Türkiye'nin en yüksek zirvesi olan Ağrı Dağı, 5137 metre yüksekliğiyle dikkat çekerken, dağın %67'si Iğdır sınırları içinde yer alıyor. Ancak, mevcut dağcılık rotası yalnızca Doğubayazıt'tan veriliyor ve bu durum, Iğdır'ın turizm potansiyelinin kullanılmaması anlamına geliyor.
Her gün dünyanın çeşitli ülkelerinden Ağrı Dağı’na çıkış yapmak için gelen dağcı sayısı 80 ile 150 arasında değişiyor. Bu dağcıların kişi başı ödedikleri ücret 10 bin TL ile 15 bin TL arasında. Bu rakamlar, Doğubayazıt yöre halkına sadece dağcılık faaliyetlerinden günlük yaklaşık 1 milyon TL gelir sağlıyor. Yıllık olarak hesaplandığında ise bu rakam 365 milyon TL’ye ulaşıyor. Üstelik bu gelir, turistlerin bölgedeki alışverişleri ve diğer harcamaları hariç tutulduğunda bile büyük bir ekonomik katkı sağlıyor.

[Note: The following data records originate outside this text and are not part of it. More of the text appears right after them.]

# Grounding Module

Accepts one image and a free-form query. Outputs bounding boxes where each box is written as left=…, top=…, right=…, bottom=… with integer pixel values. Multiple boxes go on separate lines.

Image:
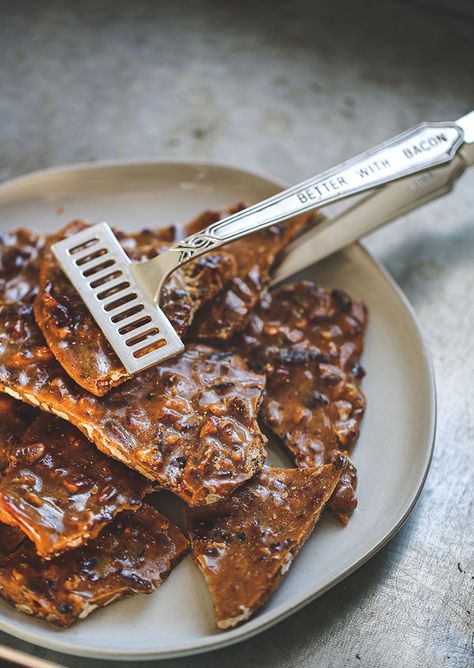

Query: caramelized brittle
left=186, top=204, right=316, bottom=340
left=0, top=229, right=44, bottom=302
left=35, top=220, right=235, bottom=396
left=241, top=281, right=367, bottom=524
left=0, top=414, right=153, bottom=559
left=188, top=455, right=346, bottom=629
left=0, top=506, right=188, bottom=627
left=0, top=394, right=39, bottom=474
left=0, top=524, right=25, bottom=563
left=0, top=304, right=266, bottom=505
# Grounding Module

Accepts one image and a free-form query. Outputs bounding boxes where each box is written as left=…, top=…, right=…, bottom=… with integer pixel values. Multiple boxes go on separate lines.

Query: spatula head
left=51, top=223, right=184, bottom=374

Iğdırlı dağcılar ve esnaf, bu ekonomik potansiyelin neden Iğdır’da değerlendirilmediğini sorguluyor. Ağrı Dağı'nın Iğdır tarafındaki güzergahının da dağcılara açılması durumunda, bu bacasız fabrika benzeri turizm faaliyeti Iğdır'a da önemli bir ekonomik katkı sağlayabilir. Ayrıca, bölgenin kültürel ve doğal güzelliklerinin tanıtılması, turistlerin Iğdır’da daha fazla vakit geçirmelerini teşvik edebilir.
Iğdır'dan açılacak dağcılık rotasının başlangıç ve kamp yerlerinin İl Özel İdaresi tarafından yaptırılıp işletilmesi öneriliyor. Tuz Mağarası'nda olduğu gibi, İl Özel İdaresi'nin bu alanların işletmesini üstlenmesi, bölgesel turizmin geliştirilmesi açısından önemli bir adım olabilir. Bu şekilde, hem güvenli ve düzenli bir dağcılık rotası sağlanmış olacak hem de yerel ekonomiye katkı artırılacaktır.
Iğdır halkı, bu konuda yetkililerden açıklama ve çözüm bekliyor. Dağın Iğdır tarafında da güvenli ve resmi rotaların oluşturulması, hem bölgesel ekonomiyi canlandırabilir hem de Iğdır'ın turizmdeki yerini sağlamlaştırabilir.